Important Points to Remember in Chapter -1 - Oscillations from NCERT PHYSICS PART 2 TEXTBOOK FOR CLASS XI Solutions

1. Periodic, Oscillatory and Simple Harmonic Motion:

(i) Periodic motion is that motion of a body which repeats itself after regular interval of time.

(ii) Oscillatory motion is that motion of a body during which the body moves to and fro about a fixed point after regular intervals of time.

(iii) A particle executes S.H.M. if acceleration $a \propto - y$ . Negative sign shown that acceleration $a$ is always directed in the direction opposite to that of its displacement $y$ .
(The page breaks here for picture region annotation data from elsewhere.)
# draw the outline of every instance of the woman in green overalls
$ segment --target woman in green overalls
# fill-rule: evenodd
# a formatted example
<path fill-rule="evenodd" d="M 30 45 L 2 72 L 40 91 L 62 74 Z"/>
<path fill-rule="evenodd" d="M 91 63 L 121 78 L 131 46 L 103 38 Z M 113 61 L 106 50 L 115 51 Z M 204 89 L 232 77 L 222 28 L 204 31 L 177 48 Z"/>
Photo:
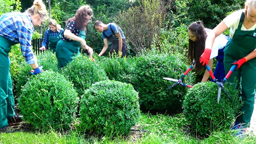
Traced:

2. Time period ( $T$ ) and Frequency ( $f$ ):

(i) Time Period ( $T$ ) is the time taken by a vibrating body to complete one vibration.

(ii) Frequency ( $f$ ) is defined as the number of vibrations or oscillations completed by a vibrating body in one second.

(iii) $T = \frac{1}{f}$

3. General equation of SHM:

$y = A \sin (ω t + ϕ)$

4. Amplitude:

The amplitude of a body executing S.H.M. is the maximum distance travelled by the body from its mean or equilibrium position.
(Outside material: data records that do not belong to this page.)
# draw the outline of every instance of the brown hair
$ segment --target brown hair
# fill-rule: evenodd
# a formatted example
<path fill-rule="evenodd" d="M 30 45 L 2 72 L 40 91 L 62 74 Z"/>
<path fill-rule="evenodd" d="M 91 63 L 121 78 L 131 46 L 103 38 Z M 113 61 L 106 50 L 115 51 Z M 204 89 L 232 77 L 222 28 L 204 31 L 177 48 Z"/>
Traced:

5. The time period of a simple pendulum:

The time period of a simple pendulum $T = 2 π \sqrt{\frac{l}{g}}$

6. Second’s pendulum:

Second's pendulum is a pendulum whose time period is 2 seconds.

7. Time period of a spring-block system:

The time period of a spring-block system: $T = 2 π \sqrt{\frac{m}{k}}$

8. Damped oscillations:

(i) Damped Oscillations are those periodic oscillations whose amplitude decreases with the passage of time.
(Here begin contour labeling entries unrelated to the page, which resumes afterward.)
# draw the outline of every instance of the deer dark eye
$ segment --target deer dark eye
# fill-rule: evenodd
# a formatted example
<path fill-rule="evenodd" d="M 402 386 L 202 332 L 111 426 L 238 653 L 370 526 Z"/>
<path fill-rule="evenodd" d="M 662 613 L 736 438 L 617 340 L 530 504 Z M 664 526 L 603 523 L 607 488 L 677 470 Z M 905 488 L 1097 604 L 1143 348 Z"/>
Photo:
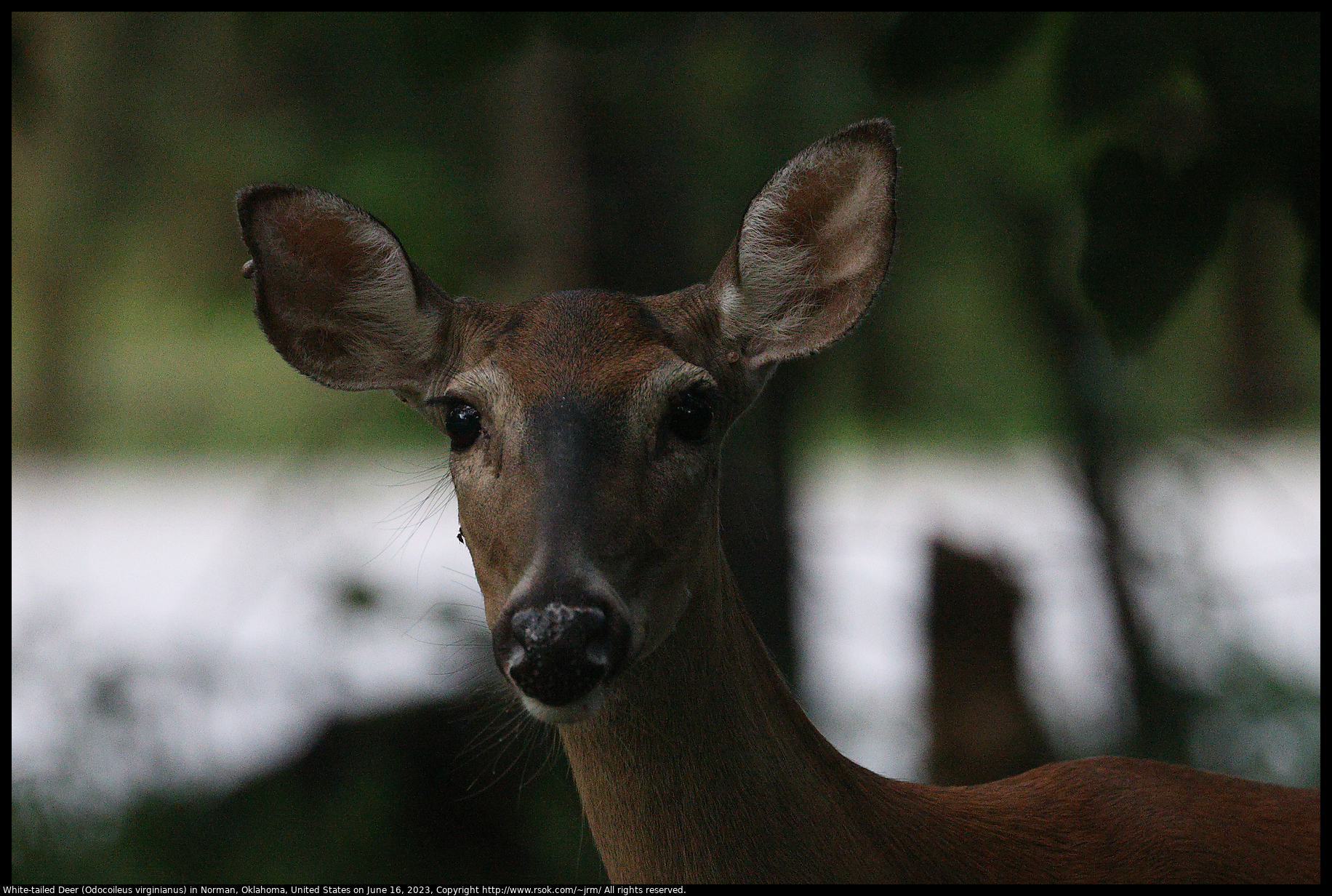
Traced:
<path fill-rule="evenodd" d="M 666 409 L 666 425 L 685 441 L 703 441 L 713 423 L 713 403 L 706 392 L 690 389 Z"/>
<path fill-rule="evenodd" d="M 466 401 L 450 404 L 445 412 L 444 429 L 454 451 L 466 451 L 481 435 L 481 412 Z"/>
(ii) For small damping, amplitude can be written as $A = A_{0} e^{- b t / 2 m}$
(iii) Also for small damping, angular frequency can be written as $ω^{'} = \sqrt{\frac{k}{m} - \frac{b^{2}}{4 m^{2}}}$

9. Forced oscillations and Resonance:

(i) A system is said to execute forced oscillations when it is compelled or forced to oscillate with a frequency other than its natural frequency.

(ii) The phenomenon of producing oscillatory motion in a system by the influence of an external periodic force having the same frequency as that of the natural frequency of the system is called resonance.